Joker: a Clojure Linter and Interpreter
In last November’s post, I discussed what was then called
gostd2joker, and have since renamed
gostd, which is a fork of Joker. Joker itself is a small, single-threaded linter and interpreter of a subset of Clojure. My fork seeks to automate creation of wrappers around much (if not all) of the Go standard library, and perhaps other arbitrary packages in the future, so they are accessible (even if via fairly primitive, low-level mechanisms that aren’t idiomatic Clojure) via running Joker code.
Though I put that project aside for several months earlier this year, while pursuing other fields of endeavor, I returned to it a few months ago and have made substantial progress. Compare the namespaces provided by canonical Joker to those provided (though incompletely, in most cases) by my fork.

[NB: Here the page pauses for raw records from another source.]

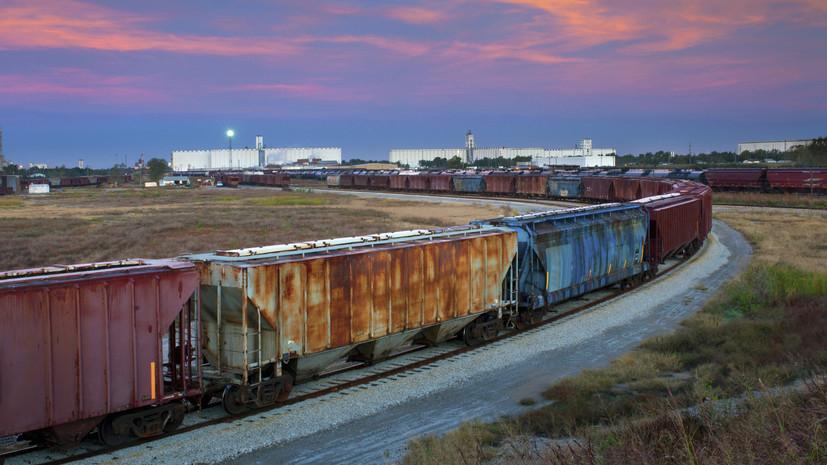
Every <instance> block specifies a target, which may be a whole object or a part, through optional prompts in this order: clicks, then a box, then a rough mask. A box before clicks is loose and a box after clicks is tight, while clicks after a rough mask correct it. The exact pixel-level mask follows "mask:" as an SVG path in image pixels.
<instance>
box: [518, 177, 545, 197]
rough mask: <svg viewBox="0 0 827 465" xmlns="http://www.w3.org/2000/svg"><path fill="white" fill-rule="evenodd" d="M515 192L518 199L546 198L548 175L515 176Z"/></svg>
mask: <svg viewBox="0 0 827 465" xmlns="http://www.w3.org/2000/svg"><path fill="white" fill-rule="evenodd" d="M516 192H517V195H518V196H520V197H548V175H545V174H540V173H529V174H524V175H522V176H517V186H516Z"/></svg>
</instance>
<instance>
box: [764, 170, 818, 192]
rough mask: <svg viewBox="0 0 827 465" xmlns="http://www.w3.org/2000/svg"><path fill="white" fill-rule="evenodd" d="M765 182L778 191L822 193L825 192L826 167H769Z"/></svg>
mask: <svg viewBox="0 0 827 465" xmlns="http://www.w3.org/2000/svg"><path fill="white" fill-rule="evenodd" d="M767 184H768V187H769V188H770V189H772V190H773V191H778V192H802V193H813V194H823V193H825V192H827V169H825V168H800V169H793V168H789V169H771V170H767Z"/></svg>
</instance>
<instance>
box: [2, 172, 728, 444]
mask: <svg viewBox="0 0 827 465" xmlns="http://www.w3.org/2000/svg"><path fill="white" fill-rule="evenodd" d="M236 176H237V177H239V178H240V175H236ZM357 176H361V178H357ZM403 176H405V177H404V178H403ZM494 176H498V178H497V181H495V182H493V183H492V186H499V187H494V188H495V189H500V188H502V187H503V186H504V187H505V188H507V189H512V188H513V189H514V190H513V192H511V191H510V192H511V193H513V194H514V195H520V192H519V189H520V187H519V186H520V185H523V186H524V189H526V190H527V191H530V192H533V193H535V194H539V195H552V194H551V192H552V191H554V192H555V194H553V195H559V196H561V197H567V198H573V197H574V196H576V198H578V199H582V200H592V201H601V202H606V201H607V200H610V201H611V199H615V198H616V197H617V196H618V195H619V196H621V197H623V198H624V200H627V199H626V198H627V197H634V196H639V195H643V193H644V192H646V193H653V192H660V191H667V192H664V193H660V194H658V195H655V196H649V197H645V198H638V199H628V200H629V201H628V202H616V201H613V202H611V203H604V204H600V205H591V206H587V207H577V208H571V209H566V210H560V211H552V212H543V213H536V214H528V215H520V216H511V217H505V218H495V219H490V220H481V221H477V222H474V223H473V224H470V225H465V226H458V227H453V228H440V229H431V230H413V231H402V232H395V233H386V234H375V235H369V236H360V237H352V238H339V239H330V240H322V241H313V242H304V243H296V244H285V245H276V246H269V247H255V248H246V249H235V250H225V251H217V252H214V253H208V254H197V255H187V256H182V257H178V258H175V259H168V260H136V261H129V262H117V263H104V264H91V265H78V266H72V267H54V268H46V269H41V270H20V271H12V272H6V273H2V274H0V321H2V323H3V324H2V325H0V332H2V339H0V344H2V347H1V348H2V351H0V370H2V371H0V436H7V435H15V434H21V433H25V434H26V435H27V436H29V437H35V438H38V439H41V440H45V441H48V442H52V443H71V442H76V441H78V440H79V439H80V438H81V437H83V436H84V435H86V434H87V433H89V432H90V431H93V430H95V429H97V432H98V436H99V437H100V438H101V440H102V441H103V442H105V443H107V444H112V443H118V442H119V441H122V440H124V439H125V438H131V437H145V436H148V435H152V434H157V433H161V432H163V431H167V430H170V429H173V428H174V427H175V426H177V424H178V423H180V420H181V417H182V415H183V412H185V411H187V410H190V409H193V408H198V407H199V406H200V405H201V403H202V402H203V401H204V399H209V398H211V397H220V398H221V401H222V403H223V405H224V408H225V409H226V410H227V411H228V412H230V413H240V412H242V411H244V410H245V409H247V408H249V407H256V406H263V405H270V404H273V403H277V402H280V401H283V400H284V399H286V398H287V397H288V396H289V395H290V391H291V389H292V387H293V385H294V384H296V383H301V382H303V381H305V380H308V379H312V378H314V377H315V376H317V375H319V374H320V373H322V372H323V371H325V370H326V369H327V368H328V367H329V366H330V365H331V363H333V362H336V361H340V360H342V359H347V360H353V361H364V362H375V361H378V360H382V359H383V358H386V357H388V356H389V355H390V354H392V353H394V352H395V351H398V350H399V349H400V348H403V347H405V346H406V345H409V344H411V343H413V342H417V341H418V342H422V343H426V344H435V343H440V342H443V341H445V340H447V339H449V338H453V337H459V338H462V339H463V340H464V341H465V342H466V343H468V344H471V345H473V344H477V343H480V342H482V341H485V340H488V339H490V338H492V337H494V336H496V335H497V334H498V333H499V332H500V331H501V330H503V329H504V328H511V327H516V328H520V327H523V326H525V325H527V324H531V323H535V322H537V321H539V320H540V319H542V317H543V314H544V313H546V312H547V311H550V310H553V307H554V305H555V304H556V303H559V302H561V301H563V300H566V299H570V298H572V297H576V296H578V295H581V294H583V293H586V292H589V291H591V290H594V289H598V288H601V287H605V286H610V285H620V286H621V287H628V286H633V285H636V284H638V283H640V282H642V281H644V280H646V279H649V278H651V277H652V276H653V275H654V274H655V273H656V272H657V268H658V265H660V264H662V263H663V261H664V260H665V259H667V258H669V257H672V256H678V255H683V256H688V255H691V254H692V253H694V252H695V251H696V250H697V249H698V248H699V247H700V246H701V245H702V243H703V241H704V239H705V238H706V237H707V235H708V234H709V231H710V228H711V224H712V223H711V209H712V203H711V190H710V189H709V187H708V186H705V185H703V184H698V183H695V182H689V181H678V180H673V179H666V178H663V179H659V180H656V181H652V180H651V179H646V178H630V179H637V180H638V181H639V182H640V184H638V185H636V186H635V185H634V184H633V183H632V185H631V186H629V185H623V187H622V188H620V189H618V188H616V184H615V179H617V178H616V177H612V176H591V177H589V178H591V179H589V180H588V181H587V180H586V179H585V178H583V179H581V178H577V177H573V176H572V177H568V176H565V177H563V176H550V177H548V178H546V177H543V176H532V177H526V178H525V179H526V183H520V181H519V180H521V179H524V178H522V177H520V176H525V175H520V176H514V177H512V178H510V179H511V180H509V178H507V177H503V176H502V175H494ZM538 178H539V179H538ZM356 179H358V181H356ZM370 179H371V178H370V177H369V176H368V175H364V174H358V175H354V174H341V175H338V179H337V180H336V181H337V182H338V183H339V185H340V186H343V185H345V184H347V183H349V185H350V186H354V185H356V184H357V183H358V184H359V185H361V186H366V188H370V186H371V184H370ZM387 179H388V181H387V186H388V187H387V188H388V189H392V188H394V186H397V188H398V186H400V185H401V186H409V187H410V186H411V185H412V184H415V183H413V182H412V180H413V179H417V180H426V181H427V183H425V184H423V185H427V186H434V185H437V186H439V187H438V188H439V189H443V188H445V186H450V187H451V188H452V189H453V192H458V189H463V188H468V189H469V192H476V193H484V192H485V191H486V188H487V187H486V186H487V185H488V181H489V179H490V178H489V176H488V175H456V176H451V175H445V174H438V175H433V176H423V175H411V176H406V175H393V176H388V177H387ZM393 179H404V181H396V182H397V184H392V183H393V181H391V180H393ZM239 181H240V179H239ZM552 181H553V182H552ZM644 181H645V182H646V183H651V182H657V183H663V185H662V186H657V185H648V184H647V185H646V186H644ZM498 182H501V184H497V183H498ZM374 186H376V185H374ZM526 186H527V187H526ZM585 186H588V187H589V189H586V187H585ZM564 191H565V194H563V192H564ZM547 192H548V194H547ZM607 197H608V199H607Z"/></svg>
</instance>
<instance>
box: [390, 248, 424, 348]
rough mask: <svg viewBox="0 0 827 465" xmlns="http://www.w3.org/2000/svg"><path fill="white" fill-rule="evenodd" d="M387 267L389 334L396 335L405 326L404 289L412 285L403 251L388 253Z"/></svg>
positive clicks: (406, 296) (407, 303) (405, 322)
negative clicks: (389, 313)
mask: <svg viewBox="0 0 827 465" xmlns="http://www.w3.org/2000/svg"><path fill="white" fill-rule="evenodd" d="M389 267H390V271H389V278H388V294H390V305H391V316H390V318H391V324H390V332H392V333H398V332H401V331H403V330H404V329H405V328H406V326H407V319H408V299H407V295H406V294H407V290H406V287H407V286H409V285H413V284H414V283H412V282H411V280H410V279H409V277H408V267H407V266H405V250H403V249H397V250H391V251H390V264H389ZM417 326H418V325H417Z"/></svg>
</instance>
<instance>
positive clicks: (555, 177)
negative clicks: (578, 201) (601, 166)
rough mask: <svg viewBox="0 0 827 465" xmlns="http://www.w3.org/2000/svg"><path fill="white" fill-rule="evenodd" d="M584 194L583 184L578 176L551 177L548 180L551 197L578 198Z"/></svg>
mask: <svg viewBox="0 0 827 465" xmlns="http://www.w3.org/2000/svg"><path fill="white" fill-rule="evenodd" d="M582 194H583V190H582V182H581V180H580V178H579V177H577V176H550V177H549V178H548V195H549V196H550V197H561V198H577V197H580V196H582Z"/></svg>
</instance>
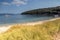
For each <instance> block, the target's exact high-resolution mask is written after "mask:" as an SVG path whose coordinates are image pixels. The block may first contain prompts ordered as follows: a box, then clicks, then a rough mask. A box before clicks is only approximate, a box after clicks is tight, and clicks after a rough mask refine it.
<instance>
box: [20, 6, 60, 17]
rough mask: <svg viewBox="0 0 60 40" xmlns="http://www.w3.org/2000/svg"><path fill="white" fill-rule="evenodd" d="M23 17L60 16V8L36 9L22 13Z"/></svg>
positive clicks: (55, 7) (56, 7)
mask: <svg viewBox="0 0 60 40" xmlns="http://www.w3.org/2000/svg"><path fill="white" fill-rule="evenodd" d="M21 14H22V15H40V16H41V15H43V16H54V15H56V14H58V15H59V16H60V6H58V7H50V8H41V9H34V10H30V11H26V12H23V13H21Z"/></svg>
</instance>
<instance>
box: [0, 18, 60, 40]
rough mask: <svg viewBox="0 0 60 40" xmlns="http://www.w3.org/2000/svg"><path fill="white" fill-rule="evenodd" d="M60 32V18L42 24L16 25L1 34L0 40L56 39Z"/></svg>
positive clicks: (33, 39)
mask: <svg viewBox="0 0 60 40" xmlns="http://www.w3.org/2000/svg"><path fill="white" fill-rule="evenodd" d="M59 32H60V19H58V20H55V21H50V22H46V23H43V24H42V25H40V24H37V25H14V26H12V27H11V28H10V29H9V30H8V31H6V32H4V33H2V34H0V40H54V39H53V38H54V37H53V35H55V34H56V33H59Z"/></svg>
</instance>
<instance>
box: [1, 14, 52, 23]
mask: <svg viewBox="0 0 60 40" xmlns="http://www.w3.org/2000/svg"><path fill="white" fill-rule="evenodd" d="M52 18H53V17H51V16H50V17H49V16H37V15H0V24H15V23H16V24H17V23H26V22H34V21H42V20H48V19H52Z"/></svg>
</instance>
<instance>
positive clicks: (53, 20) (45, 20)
mask: <svg viewBox="0 0 60 40" xmlns="http://www.w3.org/2000/svg"><path fill="white" fill-rule="evenodd" d="M57 19H60V17H58V18H53V19H49V20H44V21H37V22H29V23H21V24H12V25H4V26H0V33H3V32H6V31H7V30H8V29H10V28H11V27H12V26H14V25H32V26H33V25H37V24H43V23H45V22H48V21H54V20H57Z"/></svg>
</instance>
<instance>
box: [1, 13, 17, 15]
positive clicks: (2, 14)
mask: <svg viewBox="0 0 60 40" xmlns="http://www.w3.org/2000/svg"><path fill="white" fill-rule="evenodd" d="M0 15H18V14H13V13H0Z"/></svg>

Besides that work, the canonical version of Joker continues to improve at a reasonable pace, and is increasingly useful as a scripting language.
In a recent podcast, Joker’s author, Roman Bataev, discusses Joker’s history, capabilities, and potential futures, including a brief shout-out to my fork at around the 15:00 mark:
I continue to enjoy working on this (currently unfunded) project, due to its heady mix of Clojure (a well-designed Lisp variant), Go (a well-designed imperative language), and automated code generation.